Since mutation S486P may also impact sensitivity to antibody-mediated neutralization, we further investigated whether currently used monoclonal antibody (mAb) therapies effectively neutralize XBB.1.5pp. In agreement with expectations, B.1pp were effectively neutralized by Bebtelovimab, Sotrovimab, and a cocktail of Cilgavimab and Tixagevimab (Evusheld), while BA.4-5pp were moderately resistant against neutralization by Sotrovimab and Cilgavimab/Tixagevimab, and BQ.1.1pp could not be effectively neutralized by any mAb treatment tested (Fig. 1e) [8]. XBB.1pp and XBB.1.5pp displayed identical mAb neutralization profiles and only Sotrovimab showed neutralizing activity, which was moderately reduced compared to B.1pp (Fig. 1e).

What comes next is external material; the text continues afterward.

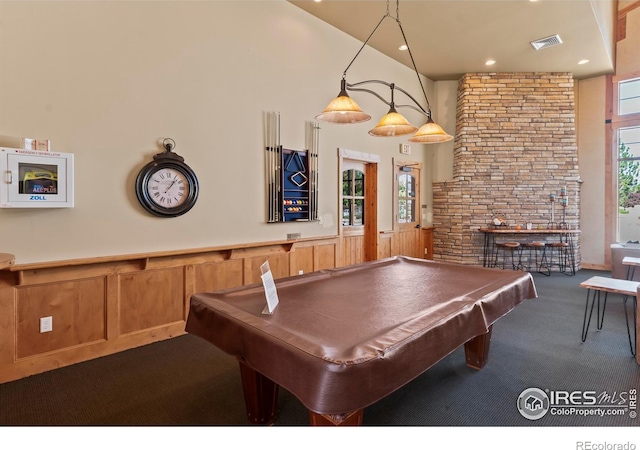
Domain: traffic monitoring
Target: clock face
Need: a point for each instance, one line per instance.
(168, 187)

Finally, we investigated the neutralization sensitivity of XBB.1.5pp to antibodies induced by vaccination with or without breakthrough infection (BTI). For this, we utilized plasma from triple-vaccinated individuals that experienced a BTI during the BA.5 wave in Germany, and plasma from quadruple-vaccinated individuals that received a monovalent or bivalent mRNA-vaccine booster as fourth vaccination. All tested plasma showed high neutralizing activity against B.1pp, while neutralizing activity against BA.4-5pp and BQ.1.1pp was moderately (BA.4-5pp: 2.3–7.2-fold reduced compared to B.1pp) or strongly (BQ.1.1pp: 6.4–19.9-fold reduced compared to B.1pp) reduced (Fig. 1f), as expected [9]. In line with published results, neutralizing activity against XBB.1pp was even further reduced compared to BA.4-5pp and BQ.1.1pp (XBB.1pp: 22.5–38.2-fold reduced compared to B.1pp) [1,2,3,4], and neutralizing activity against XBB.1.5pp was comparable to that of XBB.1pp (XBB.1pp: 23.7–35.9-fold reduced compared to B.1pp) (Fig. 1f).

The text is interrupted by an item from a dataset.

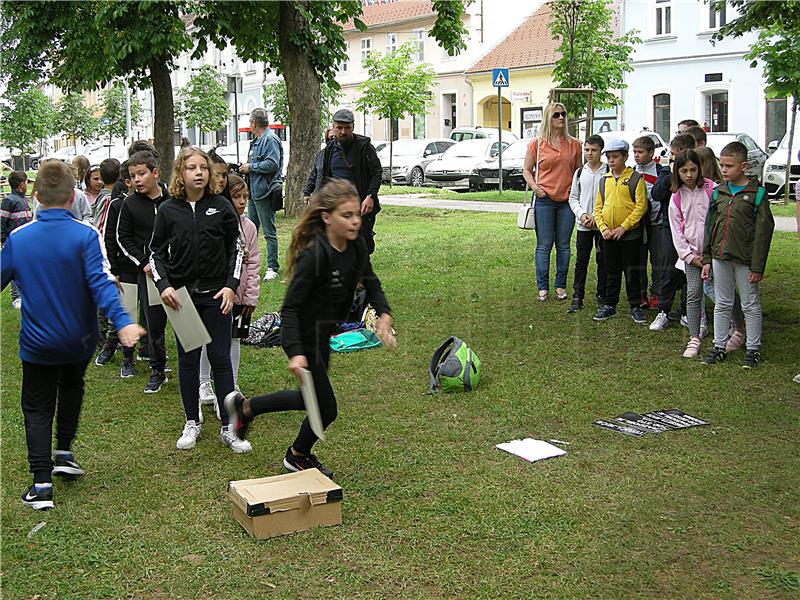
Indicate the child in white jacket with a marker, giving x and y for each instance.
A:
(687, 219)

In summary, our results indicate that the apparently increased transmissibility of the SARS-CoV-2 XBB.1.5 lineage is (at least in part) the combined result of its profound neutralization resistance and the improved ACE2 usage due to S protein mutation S486P. In fact, a deep mutational scanning study using S proteins of SARS-CoV-2 lineages B.1, BA.1 and BA.2 suggests that mutation S486P enhances ACE2 binding affinity [10]. While Sotrovimab retains neutralizing activity against XBB.1 and XBB.1.5 and thus constitutes a treatment option for patients, novel mAbs need to be developed in order to be prepared for emerging XBB.1.5 sublineages that may harbor mutations that confer resistance against Sotrovimab.